Wednesday, August 31, 2011

The Flaws with Investment Centric Economic Thinking

After writing as much as I have recently on taxes I can't help but comment on a few articles in the NY Times today.  I'll admit upfront that this coverage may be an example of selection bias in the news, I couldn't find similar coverage of candidate's views on taxes in any of the more conservative sources I checked.*

The first article is a NY Times editorial on some candidates talking about tax rises on the poor.  This is absurd, US labor force participation has been falling since peaking in 1997-2000 and it is not at all controversial to point out raising taxes on these groups will lead to declining employment.  This is the last thing we need right now.  This is particularly wrong headed since the US is a naturally high participation rate economy, in a comparison of 10 countries the BLS found that we had the highest participation rate between 1992 and 2000, by 2002 Canada had overtaken us, by 2007 both Canada and Australia had, and by 2010 Sweden can be added in as a tie.  Now, I don't think this is all policy but I do think it helps to indicate that the Bush tax cuts focused on the wealthy didn't help and tax raises on the poor to help fund this will just exacerbate the situation.
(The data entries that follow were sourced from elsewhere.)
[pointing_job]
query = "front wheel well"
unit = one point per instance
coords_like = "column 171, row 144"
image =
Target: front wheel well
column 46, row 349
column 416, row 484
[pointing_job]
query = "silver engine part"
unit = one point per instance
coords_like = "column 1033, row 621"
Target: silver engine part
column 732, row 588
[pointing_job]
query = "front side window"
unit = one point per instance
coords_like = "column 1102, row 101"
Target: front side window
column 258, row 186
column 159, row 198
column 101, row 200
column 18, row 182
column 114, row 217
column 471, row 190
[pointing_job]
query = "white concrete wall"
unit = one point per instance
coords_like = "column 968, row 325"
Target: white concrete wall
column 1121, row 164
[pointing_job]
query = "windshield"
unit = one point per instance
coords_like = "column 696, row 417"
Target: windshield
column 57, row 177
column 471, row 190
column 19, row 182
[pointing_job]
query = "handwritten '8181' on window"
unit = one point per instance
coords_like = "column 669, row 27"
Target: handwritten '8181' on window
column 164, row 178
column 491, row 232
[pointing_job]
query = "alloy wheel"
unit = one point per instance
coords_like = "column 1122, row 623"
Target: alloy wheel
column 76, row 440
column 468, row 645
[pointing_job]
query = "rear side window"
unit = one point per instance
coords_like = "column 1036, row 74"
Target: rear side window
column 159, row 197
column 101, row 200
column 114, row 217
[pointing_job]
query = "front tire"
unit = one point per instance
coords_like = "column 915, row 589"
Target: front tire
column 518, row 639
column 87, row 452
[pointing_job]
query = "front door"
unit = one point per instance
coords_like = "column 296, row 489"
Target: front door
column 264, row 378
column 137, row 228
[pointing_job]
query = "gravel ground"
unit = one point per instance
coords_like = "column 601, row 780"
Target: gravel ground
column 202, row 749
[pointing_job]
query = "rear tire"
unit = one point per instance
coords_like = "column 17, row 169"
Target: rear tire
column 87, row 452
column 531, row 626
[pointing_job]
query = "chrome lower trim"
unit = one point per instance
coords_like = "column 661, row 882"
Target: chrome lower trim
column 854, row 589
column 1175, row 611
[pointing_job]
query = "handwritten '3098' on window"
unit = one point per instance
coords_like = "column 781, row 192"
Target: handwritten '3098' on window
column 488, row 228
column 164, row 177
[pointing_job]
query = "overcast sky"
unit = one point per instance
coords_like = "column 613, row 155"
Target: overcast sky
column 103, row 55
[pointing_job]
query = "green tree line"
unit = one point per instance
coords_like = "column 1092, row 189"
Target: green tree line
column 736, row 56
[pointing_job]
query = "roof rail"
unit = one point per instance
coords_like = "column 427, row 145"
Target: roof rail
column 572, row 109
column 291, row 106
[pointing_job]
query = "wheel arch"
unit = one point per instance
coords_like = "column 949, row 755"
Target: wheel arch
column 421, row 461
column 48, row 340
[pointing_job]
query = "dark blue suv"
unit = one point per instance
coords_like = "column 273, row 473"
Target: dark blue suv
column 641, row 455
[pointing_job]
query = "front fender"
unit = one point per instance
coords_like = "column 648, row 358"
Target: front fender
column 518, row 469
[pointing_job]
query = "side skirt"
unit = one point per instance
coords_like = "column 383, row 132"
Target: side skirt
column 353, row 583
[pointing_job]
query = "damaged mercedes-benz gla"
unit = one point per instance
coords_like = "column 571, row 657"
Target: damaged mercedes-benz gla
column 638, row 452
The second article was on how tax evasion by companies was becoming a big area of emphasis to increase profits, some CEOs were making more than their company's Federal tax payments.  Not a lot of deep information here but it does indicate that the complexity of our tax code is extremely problematic and that it already favors the successful to such a degree that we must be far into the realm of diminishing returns to potential investment from this favorability.

The third, and most disturbing, article is on Huntsman's suggested tax changes.  I wanted to like Huntsman, but after this I can't.  He suggests:

There, aides said he will repeat his call for a tax code with dramatically lower individual and corporate tax rates, an end to taxes on capital gains and dividends and the elimination of the alternative minimum tax.
But in exchange, Mr. Huntsman will say the tax code needs to be stripped of all loopholes, deductions and tax giveaways, a step that would make the changes neutral in terms of how much money would flow into the government’s coffers.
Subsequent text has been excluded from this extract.